Bug 49194

Summary: Improve robustness of UDN protocol
Product: UCS Reporter: Christian Völker <voelker>
Component: Notifier (univention-directory-notifier)Assignee: Stefan Gohmann <gohmann>
Status: CLOSED WORKSFORME QA Contact: Philipp Hahn <hahn>
Severity: normal    
Priority: P5 CC: gohmann, michelsmidt, requate
Version: UCS 4.4   
Target Milestone: ---   
Hardware: Other   
OS: Linux   
URL: https://etherpad-lite.knut.univention.de/etherpad/p/pullcord-udn-v2
See Also: https://forge.univention.org/bugzilla/show_bug.cgi?id=48617
What kind of report is it?: Bug Report What type of bug is this?: 5: Major Usability: Impairs usability in key scenarios
Who will be affected by this bug?: 4: Will affect most installed domains How will those affected feel about the bug?: 5: Blocking further progress on the daily work
User Pain: 0.571 Enterprise Customer affected?: Yes
School Customer affected?: ISV affected?:
Waiting Support: Yes Flags outvoted (downgraded) after PO Review:
Ticket number: 2019032621001041, 2019032821000494, 2019031921001509, 2019030421001144 Bug group (optional):
Max CVSS v3 score:
Bug Depends on: 28233, 49198, 49199, 49200, 49201, 49202    
Bug Blocks:    

Description Christian Völker univentionstaff 2019-03-28 21:49:51 CET
Support had the last 14 days at least four reports of UDN protocol v3 failing.

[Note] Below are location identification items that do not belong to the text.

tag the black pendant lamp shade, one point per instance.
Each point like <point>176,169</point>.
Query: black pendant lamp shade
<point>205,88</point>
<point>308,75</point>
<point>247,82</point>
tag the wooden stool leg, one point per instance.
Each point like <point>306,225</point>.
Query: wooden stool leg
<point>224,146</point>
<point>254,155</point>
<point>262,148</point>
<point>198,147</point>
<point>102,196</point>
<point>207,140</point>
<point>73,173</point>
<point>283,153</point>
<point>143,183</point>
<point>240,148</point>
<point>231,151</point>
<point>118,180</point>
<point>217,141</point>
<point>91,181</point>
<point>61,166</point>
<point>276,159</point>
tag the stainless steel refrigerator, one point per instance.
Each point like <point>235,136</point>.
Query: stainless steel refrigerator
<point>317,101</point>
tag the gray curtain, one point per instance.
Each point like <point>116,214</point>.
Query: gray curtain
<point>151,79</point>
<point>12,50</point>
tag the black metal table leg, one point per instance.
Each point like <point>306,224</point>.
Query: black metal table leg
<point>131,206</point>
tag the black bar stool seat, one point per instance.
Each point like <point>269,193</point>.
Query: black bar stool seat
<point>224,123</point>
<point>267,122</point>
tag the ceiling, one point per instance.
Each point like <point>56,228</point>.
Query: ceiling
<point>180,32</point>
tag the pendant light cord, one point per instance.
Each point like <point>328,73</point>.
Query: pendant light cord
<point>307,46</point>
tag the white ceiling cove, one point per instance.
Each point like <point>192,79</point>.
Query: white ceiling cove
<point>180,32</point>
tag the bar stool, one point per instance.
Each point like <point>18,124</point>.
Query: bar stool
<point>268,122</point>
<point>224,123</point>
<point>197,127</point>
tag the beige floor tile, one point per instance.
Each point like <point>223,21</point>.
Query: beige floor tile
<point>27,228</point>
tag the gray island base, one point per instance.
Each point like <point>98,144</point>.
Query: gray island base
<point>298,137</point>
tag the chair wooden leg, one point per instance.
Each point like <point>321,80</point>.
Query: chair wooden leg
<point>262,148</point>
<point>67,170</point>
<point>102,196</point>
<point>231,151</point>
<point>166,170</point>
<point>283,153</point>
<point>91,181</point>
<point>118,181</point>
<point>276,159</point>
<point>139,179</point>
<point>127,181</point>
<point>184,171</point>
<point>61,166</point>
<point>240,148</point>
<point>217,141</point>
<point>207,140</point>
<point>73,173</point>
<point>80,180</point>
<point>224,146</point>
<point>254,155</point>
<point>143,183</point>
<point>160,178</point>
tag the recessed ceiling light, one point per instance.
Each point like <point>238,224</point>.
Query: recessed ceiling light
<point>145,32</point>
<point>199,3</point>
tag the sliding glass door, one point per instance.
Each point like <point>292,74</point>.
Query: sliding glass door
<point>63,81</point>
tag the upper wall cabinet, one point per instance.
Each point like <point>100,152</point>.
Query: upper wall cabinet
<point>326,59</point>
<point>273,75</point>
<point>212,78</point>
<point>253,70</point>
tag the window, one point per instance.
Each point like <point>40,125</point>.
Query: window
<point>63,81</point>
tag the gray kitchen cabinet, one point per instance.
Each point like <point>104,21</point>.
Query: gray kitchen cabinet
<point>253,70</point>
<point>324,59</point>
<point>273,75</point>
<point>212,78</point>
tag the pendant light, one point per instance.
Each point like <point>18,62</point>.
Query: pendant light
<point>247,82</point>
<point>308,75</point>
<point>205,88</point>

Troubleshooting has been very time consuming and at least partially not possible.

When the issue occurs synchronization fails at customer site with the well-known symptoms of users not able to log in and so on.

Forum reports as well numerous issues related to this.

Looks like there are some quirks in the implementation which causes this major issues.

We should make the protocol more robust regarding stability (do not fail so frequently) as well as from troubleshooting viewpoint (be able to fix without massive manual synchronization and renumbering of involved files.
Comment 2 Arvid Requate univentionstaff 2019-03-29 00:22:01 CET
FYI: Ticket#2019032821000494 mentions this error message coming from slapd: "MDB_MAP_FULL: Environment mapsize limit reached".

This looks like the "standard" lmdb error message indicating that the virtual memory limit of the MDB database has been reached. That value can be configured via UCR ldap/database/mdb/maxsize. The default value of 2147483648 (= 2*1024*1024*1024 = 2 GB) has been chosen as the maximum possible value for i386 (IIRC). For amd64 it can be increased as desired and the new value applies directly when the slapd is started again.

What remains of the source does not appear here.